La trattative per il Dibu Martinez
In casa Juventus è ufficialmente esploso il caso portiere, un dilemma che divide la tifoseria e interroga la dirigenza in questa fase di profonda ristrutturazione. Il nome che scalda le cronache di mercato è quello di Emiliano “Dibu” Martinez, per il quale la Juventus avrebbe già raggiunto un’intesa di massima sulla base di un contratto triennale da 5 milioni di euro netti a stagione. L’argentino, autentico leader carismatico e profilo di caratura mondiale, viene considerato un’opportunità irripetibile per blindare la porta bianconera con una sicurezza che pochi altri estremi difensori al mondo possono garantire.
L’apertura alla cessione da parte dell’Aston Villa, che sembra intenzionato a chiudere il ciclo del portiere a Birmingham, rende l’operazione tecnicamente fattibile. Tuttavia, la vera sfida per il nuovo amministratore delegato Giovanni Carnevali non sarà tanto convincere il calciatore, quanto piuttosto avviare una trattativa concreta con il club inglese, che detiene il cartellino e che, finora, ha visto solo approcci esplorativi da parte della Continassa.
La suggestione Daffara
Parallelamente, però, sta crescendo in modo esponenziale la suggestione legata a Giovanni Daffara, il gioiello cristallino del vivaio bianconero.
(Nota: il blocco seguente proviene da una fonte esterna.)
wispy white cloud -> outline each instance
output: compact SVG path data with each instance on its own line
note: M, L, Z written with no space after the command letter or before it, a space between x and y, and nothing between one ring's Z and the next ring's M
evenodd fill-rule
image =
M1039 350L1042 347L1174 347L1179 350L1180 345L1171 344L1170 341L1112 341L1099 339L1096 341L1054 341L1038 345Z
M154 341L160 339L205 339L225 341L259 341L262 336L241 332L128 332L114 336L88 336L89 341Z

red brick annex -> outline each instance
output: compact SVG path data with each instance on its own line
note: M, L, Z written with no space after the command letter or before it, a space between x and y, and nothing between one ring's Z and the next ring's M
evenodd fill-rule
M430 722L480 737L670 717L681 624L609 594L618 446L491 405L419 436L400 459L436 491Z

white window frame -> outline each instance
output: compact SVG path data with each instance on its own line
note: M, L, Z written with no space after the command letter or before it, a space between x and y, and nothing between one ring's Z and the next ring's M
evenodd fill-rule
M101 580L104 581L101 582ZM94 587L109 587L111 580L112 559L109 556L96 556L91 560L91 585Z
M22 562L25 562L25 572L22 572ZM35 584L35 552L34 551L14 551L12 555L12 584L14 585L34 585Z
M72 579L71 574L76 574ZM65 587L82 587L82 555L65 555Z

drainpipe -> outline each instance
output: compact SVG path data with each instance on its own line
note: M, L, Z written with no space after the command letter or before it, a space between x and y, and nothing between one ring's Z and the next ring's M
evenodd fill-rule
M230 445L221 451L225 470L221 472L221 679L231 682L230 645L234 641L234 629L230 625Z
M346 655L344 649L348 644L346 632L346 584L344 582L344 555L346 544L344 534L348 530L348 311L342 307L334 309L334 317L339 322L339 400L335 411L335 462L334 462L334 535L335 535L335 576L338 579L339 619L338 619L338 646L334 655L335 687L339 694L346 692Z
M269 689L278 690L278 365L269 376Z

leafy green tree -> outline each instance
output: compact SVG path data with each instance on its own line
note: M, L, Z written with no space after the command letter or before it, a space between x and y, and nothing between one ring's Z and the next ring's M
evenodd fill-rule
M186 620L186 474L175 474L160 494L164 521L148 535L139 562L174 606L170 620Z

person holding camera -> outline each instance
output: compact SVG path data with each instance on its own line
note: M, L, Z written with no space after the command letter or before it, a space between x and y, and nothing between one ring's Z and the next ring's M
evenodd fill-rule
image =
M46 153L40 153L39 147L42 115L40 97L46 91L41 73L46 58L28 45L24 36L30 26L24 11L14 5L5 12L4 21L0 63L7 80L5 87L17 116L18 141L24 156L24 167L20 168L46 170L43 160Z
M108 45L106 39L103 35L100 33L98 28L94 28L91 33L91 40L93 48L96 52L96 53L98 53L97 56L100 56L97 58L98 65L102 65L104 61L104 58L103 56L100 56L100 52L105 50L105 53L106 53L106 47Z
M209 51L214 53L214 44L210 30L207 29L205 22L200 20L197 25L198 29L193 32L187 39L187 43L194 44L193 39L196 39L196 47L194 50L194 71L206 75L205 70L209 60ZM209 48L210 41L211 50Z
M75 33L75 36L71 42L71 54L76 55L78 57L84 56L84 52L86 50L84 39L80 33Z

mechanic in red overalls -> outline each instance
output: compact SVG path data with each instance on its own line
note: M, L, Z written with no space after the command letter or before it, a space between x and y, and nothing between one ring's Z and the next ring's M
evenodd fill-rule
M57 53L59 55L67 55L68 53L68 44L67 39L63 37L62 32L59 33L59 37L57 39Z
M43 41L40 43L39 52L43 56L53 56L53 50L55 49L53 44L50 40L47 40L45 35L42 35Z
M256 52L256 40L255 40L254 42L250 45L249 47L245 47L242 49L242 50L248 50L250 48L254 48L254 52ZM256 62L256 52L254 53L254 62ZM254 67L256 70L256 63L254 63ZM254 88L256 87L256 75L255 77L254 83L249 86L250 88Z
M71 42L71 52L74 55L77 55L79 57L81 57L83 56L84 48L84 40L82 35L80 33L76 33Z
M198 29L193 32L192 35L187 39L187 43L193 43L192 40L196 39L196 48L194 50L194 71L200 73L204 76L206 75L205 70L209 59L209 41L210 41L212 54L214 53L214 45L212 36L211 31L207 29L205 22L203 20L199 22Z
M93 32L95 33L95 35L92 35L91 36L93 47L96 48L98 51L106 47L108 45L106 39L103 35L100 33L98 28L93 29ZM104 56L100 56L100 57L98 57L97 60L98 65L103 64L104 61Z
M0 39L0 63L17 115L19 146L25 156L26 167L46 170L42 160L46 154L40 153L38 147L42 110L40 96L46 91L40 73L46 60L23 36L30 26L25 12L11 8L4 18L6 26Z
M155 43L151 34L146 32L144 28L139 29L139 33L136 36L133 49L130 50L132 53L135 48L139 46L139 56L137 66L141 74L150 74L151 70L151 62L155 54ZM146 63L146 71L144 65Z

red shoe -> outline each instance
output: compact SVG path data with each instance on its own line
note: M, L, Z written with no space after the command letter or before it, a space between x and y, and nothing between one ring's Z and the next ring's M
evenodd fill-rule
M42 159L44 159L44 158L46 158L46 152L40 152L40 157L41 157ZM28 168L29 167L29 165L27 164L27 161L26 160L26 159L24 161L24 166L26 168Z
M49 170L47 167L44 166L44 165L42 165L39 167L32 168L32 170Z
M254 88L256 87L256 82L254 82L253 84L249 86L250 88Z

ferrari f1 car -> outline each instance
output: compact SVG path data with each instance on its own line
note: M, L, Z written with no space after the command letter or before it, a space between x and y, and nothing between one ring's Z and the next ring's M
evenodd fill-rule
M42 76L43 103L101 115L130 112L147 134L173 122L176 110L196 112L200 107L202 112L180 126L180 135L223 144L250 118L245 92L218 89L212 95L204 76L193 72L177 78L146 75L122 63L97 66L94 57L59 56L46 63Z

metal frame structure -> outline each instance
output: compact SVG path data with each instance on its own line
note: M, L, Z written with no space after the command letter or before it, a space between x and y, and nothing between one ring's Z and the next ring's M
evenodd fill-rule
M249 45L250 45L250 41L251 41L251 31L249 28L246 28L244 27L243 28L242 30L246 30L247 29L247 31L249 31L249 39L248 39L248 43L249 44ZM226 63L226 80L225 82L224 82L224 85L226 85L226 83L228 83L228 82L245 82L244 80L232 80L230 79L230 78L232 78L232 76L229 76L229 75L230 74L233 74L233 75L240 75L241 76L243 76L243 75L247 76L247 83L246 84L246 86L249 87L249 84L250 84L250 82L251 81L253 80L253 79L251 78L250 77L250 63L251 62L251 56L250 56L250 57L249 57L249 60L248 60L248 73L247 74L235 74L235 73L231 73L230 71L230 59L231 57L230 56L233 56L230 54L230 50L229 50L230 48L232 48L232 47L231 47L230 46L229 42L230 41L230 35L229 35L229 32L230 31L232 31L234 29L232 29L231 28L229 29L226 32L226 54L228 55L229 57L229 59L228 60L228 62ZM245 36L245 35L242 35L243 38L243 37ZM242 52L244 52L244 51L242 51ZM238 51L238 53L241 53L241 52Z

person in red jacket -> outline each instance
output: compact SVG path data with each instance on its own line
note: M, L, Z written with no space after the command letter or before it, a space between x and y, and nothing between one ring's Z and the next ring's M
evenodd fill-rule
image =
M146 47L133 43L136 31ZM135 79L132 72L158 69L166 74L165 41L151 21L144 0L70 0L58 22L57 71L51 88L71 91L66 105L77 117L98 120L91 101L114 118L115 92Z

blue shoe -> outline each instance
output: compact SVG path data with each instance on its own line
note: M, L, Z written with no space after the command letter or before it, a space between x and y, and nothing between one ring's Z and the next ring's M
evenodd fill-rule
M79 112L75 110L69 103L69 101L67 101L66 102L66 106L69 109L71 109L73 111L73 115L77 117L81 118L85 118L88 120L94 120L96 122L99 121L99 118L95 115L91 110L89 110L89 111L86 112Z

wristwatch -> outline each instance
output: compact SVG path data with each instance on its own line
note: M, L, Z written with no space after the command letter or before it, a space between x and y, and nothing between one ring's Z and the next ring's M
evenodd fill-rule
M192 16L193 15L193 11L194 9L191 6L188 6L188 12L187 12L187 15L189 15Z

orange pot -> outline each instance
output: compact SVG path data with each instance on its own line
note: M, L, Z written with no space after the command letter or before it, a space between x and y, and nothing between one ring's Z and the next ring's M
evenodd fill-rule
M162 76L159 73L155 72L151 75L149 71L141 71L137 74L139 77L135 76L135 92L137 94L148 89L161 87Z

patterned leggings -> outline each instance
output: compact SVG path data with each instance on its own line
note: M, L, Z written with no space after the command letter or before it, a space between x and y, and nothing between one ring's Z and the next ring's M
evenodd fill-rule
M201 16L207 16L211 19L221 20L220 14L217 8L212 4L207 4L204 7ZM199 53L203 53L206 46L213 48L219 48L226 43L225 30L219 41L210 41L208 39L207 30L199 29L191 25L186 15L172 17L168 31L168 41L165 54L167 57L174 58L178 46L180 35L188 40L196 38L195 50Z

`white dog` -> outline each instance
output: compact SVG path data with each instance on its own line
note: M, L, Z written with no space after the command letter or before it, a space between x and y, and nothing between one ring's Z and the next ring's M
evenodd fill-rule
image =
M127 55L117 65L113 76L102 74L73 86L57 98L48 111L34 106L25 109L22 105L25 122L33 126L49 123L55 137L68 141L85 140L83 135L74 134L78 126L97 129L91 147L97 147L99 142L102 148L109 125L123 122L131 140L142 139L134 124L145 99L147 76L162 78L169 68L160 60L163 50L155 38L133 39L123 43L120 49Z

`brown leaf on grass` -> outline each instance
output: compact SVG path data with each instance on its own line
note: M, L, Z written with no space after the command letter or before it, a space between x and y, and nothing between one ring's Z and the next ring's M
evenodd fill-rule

Classe 2004, reduce da una stagione di altissimo profilo con la maglia dell’Avellino, Daffara non è più una semplice promessa, ma un portiere pronto a imporsi nel calcio che conta. La dirigenza, che ha seguito con meticolosa attenzione la sua crescita, sta valutando seriamente la possibilità di aggregarlo al ritiro pre-stagionale di Luciano Spalletti per testarne la tenuta in un ambiente di pressione massima. Per molti osservatori, puntare su Daffara significherebbe incarnare alla perfezione la nuova filosofia societaria: ridurre i costi eccessivi, valorizzare il patrimonio tecnico del club e consegnare i guantoni a un giovane che ha già dimostrato, anche nelle recenti convocazioni in Nazionale, di avere le spalle larghe per reggere il peso della maglia bianconera.
Il dilemma
Si apre quindi un bivio strategico di fondamentale importanza: meglio l’usato sicuro di spessore internazionale o il talento purissimo fatto in casa? L’arrivo di un campione come “Dibu” Martinez garantirebbe un salto di qualità immediato, una leadership di ferro in spogliatoio e quella garanzia di rendimento necessaria per ambire subito a traguardi prestigiosi in Italia e in Europa.
Al contrario, affidarsi a Daffara rappresenterebbe una scommessa audace, il segnale di un coraggio gestionale necessario per avviare un ciclo vincente basato sulla sostenibilità e sull’appartenenza. Carnevali si trova davanti a una scelta che definirà l’impronta di questa nuova Juventus: investire pesantemente sul presente, sacrificando parte del budget, o credere fermamente nel futuro, mettendo il destino della porta nelle mani di un ragazzo che è cresciuto inseguendo il sogno di vestire la maglia che ora potrebbe finalmente diventare sua.